Sometimes, said Small, defendants are accused of racketeering-conspiracy and acquitted of underlying offenses and the verdicts are easy to understand because the government has introduced "independent evidence of a conspiracy -- meetings, defendants talking together" and evidence that the leader of the alleged enterprise "sent out foot soldiers to do its bidding."

But the government's Operation Plunder Dome case, asserted Small, is one in which "the government relied on an unrelated group of events to put together a conspiracy allegation.

"It's hard to fathom what the conspiracy is that they found and how they found it," he said.

"Conspiracy requires a meeting of the minds, and there was no such evidence presented by the government here that the mayor engaged in such conduct."

Small predicted that the mayor's defense team will try to fashion an appeal based on legal grounds and evidentiary grounds. It may argue something like, "Does the jury's verdict reflect a lack of understanding of the judge's instructions, or did Judge Torres err in the way he instructed the jury?"

AFTER EXCUSING the jurors, Torres told the lawyers that he needed some guidance from them on whether the racketeering conspiracy and racketeering convictions should stand.

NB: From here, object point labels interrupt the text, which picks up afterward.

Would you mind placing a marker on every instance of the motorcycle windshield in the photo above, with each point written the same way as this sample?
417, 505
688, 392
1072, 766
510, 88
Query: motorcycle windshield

He asked each side to submit legal briefs for him to consider in preparation for a hearing July 3.

"The law seems quite unclear on what constitutes an 'enterprise' within the meaning of RICO," he told them, and "there's a question whether this all added up to conducting the affairs of an enterprise through a pattern of racketeering."

The judge said he wanted the lawyers to specifically address the following questions:

Did the government prove the broad-based criminal enterprise it described in the indictment -- one that was led by Cianci and Corrente and which permeated the entire city government -- or only a "narrower" enterprise that included only the defendants and Pannone.

And if it was a narrower one, "is that sufficient to support conviction on the RICO counts?"

"It's a very complicated question," Torres said.